He looked up, saw Wyn with her ear to the door, and motioned her to enter, quietly, and stand where she could hear.

“What does that mean, Betsy, that Marty’s in hell?”

“Means he’s gone. Or I hope he is.” She rolled her head and looked up at him. She started crying, a deep sick sound that was painful to watch and hear.

Dansley waited until it passed, and then said, “Did you hurt him, Betsy? Did you hit him when you were shooting up the house? Were you gunning for that young ’un of yours?”

“I tried,” she said. “I tried.

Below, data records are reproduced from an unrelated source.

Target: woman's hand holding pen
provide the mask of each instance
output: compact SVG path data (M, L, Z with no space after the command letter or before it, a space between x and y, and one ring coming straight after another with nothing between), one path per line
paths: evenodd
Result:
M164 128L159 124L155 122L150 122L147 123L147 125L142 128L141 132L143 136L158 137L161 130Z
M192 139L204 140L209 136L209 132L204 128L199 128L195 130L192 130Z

I just want him to go away.” She leaned out and reached for Dansley. He thought she was reaching for his gun, and he reacted by grabbing her wrist, but she clasped his hand in hers and pulled herself up. “Make him go away. If I see him again, I’ll kill him, Officer Bill. I’ll make him good and dead and all. You get that boy away from me or next time you come out, bring a body bag with you.”

He’d heard enough, and he shucked Betsy’s hand away and left her sobbing in her bed behind him. To Wyn in the hallway he said, “That crack cocaine will mess you up.”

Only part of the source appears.